Vegetarian meat alternatives in a Lawrence grocery store. (Photo by Stephen Koranda, Kansa Public Radio)

Vegetarian meat alternatives are growing in popularity, with “Chick’n Strips” and “Porkless Bites” filling freezer cases in some Kansas grocery stores.

But following a handful of states, a bill in the Kansas Statehouse would clamp down on how meatless-meat products are labeled. Backed by the Kansas Livestock Association, the bill would require more specific labeling for meat substitutes, with words such as “imitation” included in front of phrases like “meatballs.”

At least six states have taken action requiring extra labeling for the plant-based foods, including neighboring Missouri, which was the first in the nation to do so.

The fight comes as plant-based meat substitute sales jumped 17% between 2018 and 2019, according to the advocacy group the Good Food Institute

The livestock association believes labels using meat terms on vegetarian products could confuse consumers.

“We just want to make sure everyone is clear as to what we’re buying and selling,” said Aaron Popelka, who is the vice president of legal and government affairs for the Kansas Livestock Association.

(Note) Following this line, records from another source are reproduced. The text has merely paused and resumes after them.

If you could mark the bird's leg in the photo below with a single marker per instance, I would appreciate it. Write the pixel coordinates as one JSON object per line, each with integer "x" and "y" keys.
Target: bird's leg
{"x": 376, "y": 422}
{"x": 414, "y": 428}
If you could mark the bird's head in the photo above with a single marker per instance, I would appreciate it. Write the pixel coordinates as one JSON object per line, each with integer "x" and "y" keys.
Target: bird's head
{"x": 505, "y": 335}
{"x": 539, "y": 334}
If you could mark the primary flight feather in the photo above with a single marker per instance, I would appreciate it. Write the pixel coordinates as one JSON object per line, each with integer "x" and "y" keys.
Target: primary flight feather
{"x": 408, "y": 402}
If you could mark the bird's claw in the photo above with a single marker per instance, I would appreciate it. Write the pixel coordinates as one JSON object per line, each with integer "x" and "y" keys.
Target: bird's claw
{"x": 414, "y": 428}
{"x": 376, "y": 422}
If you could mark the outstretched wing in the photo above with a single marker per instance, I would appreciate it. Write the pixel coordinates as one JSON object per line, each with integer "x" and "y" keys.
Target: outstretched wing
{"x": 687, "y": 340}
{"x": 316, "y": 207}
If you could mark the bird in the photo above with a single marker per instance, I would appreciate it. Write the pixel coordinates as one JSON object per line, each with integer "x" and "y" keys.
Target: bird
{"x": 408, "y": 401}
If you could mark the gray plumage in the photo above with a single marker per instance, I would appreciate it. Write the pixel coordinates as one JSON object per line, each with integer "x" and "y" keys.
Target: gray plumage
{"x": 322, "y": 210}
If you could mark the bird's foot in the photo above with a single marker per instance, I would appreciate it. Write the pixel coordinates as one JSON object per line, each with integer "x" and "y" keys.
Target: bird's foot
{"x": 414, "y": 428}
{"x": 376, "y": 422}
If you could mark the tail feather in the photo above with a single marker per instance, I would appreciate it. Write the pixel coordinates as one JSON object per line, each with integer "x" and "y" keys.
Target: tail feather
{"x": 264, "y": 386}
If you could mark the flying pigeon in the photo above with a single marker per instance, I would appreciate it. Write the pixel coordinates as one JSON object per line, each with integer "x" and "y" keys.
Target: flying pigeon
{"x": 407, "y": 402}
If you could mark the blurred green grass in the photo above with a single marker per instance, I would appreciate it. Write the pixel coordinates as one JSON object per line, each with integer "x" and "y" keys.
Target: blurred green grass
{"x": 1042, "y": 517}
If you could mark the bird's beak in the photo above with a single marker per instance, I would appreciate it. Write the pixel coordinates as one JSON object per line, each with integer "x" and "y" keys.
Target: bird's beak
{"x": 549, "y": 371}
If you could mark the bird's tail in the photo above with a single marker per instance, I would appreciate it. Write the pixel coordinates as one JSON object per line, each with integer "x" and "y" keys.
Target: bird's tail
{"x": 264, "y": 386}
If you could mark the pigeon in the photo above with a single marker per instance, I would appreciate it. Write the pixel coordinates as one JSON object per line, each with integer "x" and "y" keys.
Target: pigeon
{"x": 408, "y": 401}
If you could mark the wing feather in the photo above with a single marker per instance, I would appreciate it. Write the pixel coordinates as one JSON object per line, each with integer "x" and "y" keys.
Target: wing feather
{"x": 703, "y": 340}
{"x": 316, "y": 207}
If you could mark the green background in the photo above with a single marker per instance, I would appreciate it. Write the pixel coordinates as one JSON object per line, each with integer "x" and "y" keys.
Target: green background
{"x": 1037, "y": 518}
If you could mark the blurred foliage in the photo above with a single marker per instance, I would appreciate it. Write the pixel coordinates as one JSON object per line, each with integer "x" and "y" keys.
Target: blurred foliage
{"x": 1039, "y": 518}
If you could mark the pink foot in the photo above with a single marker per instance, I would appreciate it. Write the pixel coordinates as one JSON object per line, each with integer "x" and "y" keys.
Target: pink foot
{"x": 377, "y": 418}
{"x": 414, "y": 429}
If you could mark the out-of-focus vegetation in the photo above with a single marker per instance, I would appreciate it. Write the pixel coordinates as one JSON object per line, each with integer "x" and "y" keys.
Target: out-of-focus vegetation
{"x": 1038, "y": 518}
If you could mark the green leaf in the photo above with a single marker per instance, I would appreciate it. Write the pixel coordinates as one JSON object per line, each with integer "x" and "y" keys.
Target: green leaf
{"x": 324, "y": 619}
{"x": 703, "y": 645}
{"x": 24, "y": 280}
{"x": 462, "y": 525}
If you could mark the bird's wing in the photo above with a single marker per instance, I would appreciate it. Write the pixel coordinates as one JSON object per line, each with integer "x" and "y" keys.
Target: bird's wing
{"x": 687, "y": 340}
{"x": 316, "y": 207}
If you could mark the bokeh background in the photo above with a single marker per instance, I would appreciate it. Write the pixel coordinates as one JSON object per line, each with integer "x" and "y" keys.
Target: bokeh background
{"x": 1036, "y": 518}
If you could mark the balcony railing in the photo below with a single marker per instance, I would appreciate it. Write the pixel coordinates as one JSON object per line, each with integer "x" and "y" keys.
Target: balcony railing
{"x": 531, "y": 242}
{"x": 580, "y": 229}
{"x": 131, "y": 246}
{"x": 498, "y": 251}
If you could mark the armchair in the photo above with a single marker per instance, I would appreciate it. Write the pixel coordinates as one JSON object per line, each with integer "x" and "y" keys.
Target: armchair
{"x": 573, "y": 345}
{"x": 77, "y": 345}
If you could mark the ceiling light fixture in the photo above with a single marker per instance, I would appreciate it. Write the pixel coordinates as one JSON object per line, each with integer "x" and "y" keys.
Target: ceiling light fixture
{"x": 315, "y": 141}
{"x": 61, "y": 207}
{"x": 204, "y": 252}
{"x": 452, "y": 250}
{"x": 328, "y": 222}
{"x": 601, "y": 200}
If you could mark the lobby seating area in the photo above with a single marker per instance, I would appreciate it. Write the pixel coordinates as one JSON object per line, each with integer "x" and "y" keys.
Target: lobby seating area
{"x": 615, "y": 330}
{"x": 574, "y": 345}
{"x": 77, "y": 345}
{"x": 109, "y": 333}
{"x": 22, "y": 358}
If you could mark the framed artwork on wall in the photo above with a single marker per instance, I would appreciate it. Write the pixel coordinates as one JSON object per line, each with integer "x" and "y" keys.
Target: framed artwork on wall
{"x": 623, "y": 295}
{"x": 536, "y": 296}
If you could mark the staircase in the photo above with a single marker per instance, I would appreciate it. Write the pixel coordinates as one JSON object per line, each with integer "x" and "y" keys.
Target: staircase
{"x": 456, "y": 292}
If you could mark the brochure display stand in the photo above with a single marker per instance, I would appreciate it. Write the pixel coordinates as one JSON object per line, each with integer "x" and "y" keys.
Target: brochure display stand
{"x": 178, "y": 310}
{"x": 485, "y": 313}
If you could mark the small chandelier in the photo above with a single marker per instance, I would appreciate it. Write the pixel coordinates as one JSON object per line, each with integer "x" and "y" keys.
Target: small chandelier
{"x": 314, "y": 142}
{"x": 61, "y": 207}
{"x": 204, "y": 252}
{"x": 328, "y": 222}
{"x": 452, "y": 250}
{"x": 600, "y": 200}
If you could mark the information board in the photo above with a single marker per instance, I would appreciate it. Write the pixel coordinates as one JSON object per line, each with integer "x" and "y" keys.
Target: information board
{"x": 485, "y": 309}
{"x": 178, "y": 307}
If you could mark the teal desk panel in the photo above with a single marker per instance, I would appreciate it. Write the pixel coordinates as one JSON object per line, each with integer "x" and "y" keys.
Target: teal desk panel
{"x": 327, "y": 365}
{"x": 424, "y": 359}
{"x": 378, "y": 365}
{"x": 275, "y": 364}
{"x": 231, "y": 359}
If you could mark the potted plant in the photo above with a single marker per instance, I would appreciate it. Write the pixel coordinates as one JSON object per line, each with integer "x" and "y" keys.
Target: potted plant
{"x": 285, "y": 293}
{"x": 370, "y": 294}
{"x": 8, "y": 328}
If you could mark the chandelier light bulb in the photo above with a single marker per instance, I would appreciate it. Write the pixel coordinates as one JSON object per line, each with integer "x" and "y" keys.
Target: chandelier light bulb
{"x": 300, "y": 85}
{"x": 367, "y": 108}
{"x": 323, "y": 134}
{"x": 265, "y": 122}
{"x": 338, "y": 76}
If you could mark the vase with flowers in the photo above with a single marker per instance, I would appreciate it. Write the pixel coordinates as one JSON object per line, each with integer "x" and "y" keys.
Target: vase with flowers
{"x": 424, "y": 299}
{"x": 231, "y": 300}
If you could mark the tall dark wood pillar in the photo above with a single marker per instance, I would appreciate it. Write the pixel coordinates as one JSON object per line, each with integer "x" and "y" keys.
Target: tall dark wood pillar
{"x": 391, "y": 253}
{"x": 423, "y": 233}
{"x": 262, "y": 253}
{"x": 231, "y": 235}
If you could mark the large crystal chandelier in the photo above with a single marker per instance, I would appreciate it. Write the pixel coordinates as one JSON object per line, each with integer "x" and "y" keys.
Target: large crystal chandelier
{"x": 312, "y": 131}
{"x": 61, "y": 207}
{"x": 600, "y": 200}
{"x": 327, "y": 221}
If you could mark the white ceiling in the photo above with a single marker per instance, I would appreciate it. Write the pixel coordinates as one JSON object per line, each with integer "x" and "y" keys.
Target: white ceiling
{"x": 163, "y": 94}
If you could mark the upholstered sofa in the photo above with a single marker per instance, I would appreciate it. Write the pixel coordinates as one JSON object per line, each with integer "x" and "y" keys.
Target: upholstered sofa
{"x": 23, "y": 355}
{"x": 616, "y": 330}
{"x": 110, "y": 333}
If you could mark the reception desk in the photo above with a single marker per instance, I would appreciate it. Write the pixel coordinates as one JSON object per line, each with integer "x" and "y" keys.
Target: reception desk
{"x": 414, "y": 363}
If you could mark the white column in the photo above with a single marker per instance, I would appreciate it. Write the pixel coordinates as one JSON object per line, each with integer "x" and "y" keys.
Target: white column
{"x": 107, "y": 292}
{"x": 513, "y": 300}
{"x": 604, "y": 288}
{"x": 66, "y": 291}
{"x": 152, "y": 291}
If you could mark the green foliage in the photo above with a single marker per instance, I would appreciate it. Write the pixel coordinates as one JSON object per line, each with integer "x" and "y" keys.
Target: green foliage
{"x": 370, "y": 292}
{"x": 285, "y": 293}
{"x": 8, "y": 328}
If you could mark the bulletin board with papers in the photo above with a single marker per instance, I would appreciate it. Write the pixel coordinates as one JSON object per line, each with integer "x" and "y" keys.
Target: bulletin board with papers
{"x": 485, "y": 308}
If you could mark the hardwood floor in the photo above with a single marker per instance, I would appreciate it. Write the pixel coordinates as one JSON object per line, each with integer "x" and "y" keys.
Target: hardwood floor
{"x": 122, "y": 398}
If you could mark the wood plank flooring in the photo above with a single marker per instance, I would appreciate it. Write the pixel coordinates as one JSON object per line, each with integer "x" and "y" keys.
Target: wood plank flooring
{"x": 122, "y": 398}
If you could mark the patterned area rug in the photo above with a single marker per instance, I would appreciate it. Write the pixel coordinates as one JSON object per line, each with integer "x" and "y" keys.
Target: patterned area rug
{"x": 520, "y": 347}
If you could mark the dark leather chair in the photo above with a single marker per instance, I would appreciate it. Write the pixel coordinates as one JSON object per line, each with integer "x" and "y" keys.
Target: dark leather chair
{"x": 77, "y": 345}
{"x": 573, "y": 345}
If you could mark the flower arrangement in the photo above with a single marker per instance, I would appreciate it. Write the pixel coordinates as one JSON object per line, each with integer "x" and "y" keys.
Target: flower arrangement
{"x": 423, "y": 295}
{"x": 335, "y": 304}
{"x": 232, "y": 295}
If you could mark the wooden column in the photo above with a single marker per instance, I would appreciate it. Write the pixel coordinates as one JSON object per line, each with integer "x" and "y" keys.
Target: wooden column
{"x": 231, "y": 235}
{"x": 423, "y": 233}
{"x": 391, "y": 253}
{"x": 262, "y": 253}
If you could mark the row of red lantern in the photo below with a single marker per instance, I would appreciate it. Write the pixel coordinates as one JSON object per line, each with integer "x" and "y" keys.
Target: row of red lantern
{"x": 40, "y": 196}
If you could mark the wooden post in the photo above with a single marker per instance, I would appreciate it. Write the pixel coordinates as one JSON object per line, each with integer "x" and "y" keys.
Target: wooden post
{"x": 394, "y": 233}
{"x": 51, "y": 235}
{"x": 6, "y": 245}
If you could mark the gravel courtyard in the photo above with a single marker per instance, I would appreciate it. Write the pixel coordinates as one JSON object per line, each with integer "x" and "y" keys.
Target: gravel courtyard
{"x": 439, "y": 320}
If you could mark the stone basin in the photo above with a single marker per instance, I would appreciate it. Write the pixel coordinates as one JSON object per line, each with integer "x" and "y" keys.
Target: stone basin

He also said shoppers who accidentally buy vegetarian alternatives means lost sales to the $8.3 billion Kansas cattle industry. If someone unknowingly buys an imitation beef product and doesn’t like it, that ultimately could hurt their opinion of beef.

Some lawmakers also said they were concerned by the labels on some plant-based products.

“We see ‘Beyond Meat,’ ‘Beyond Beef,’ ‘crumbles,’ ‘beefy,’” Republican Rep. Trevor Jacobs said at a hearing Thursday. “That makes me think it’s going to be hamburger beef from a cow, not from a head of lettuce.”

The labels on meat alternatives typically include phrases like “plant-based” or “meat-free.”

To Democratic Rep. Rui Xu, those terms are clear. Xu said everyone he knows is familiar with terms like “Impossible Burger,” and know that meat substitutes are typically in a separate section of a grocery store.

“Nobody is buying those thinking they’re getting real meat,” Xu said.

He added that it makes more sense to leave the labeling rules to the federal government, as it’s done now, and not subject companies to a patchwork of state laws.

The Good Food Institute, which is against the bill, told lawmakers that sales of the items are growing specifically because people are seeking out meat alternatives. It also argued there could be free speech concerns if lawmakers were to limit how plant-based foods are labeled.

“Consumer choice — not censorship — should determine winners and losers in the marketplace,” GFI’s Scott Weathers said.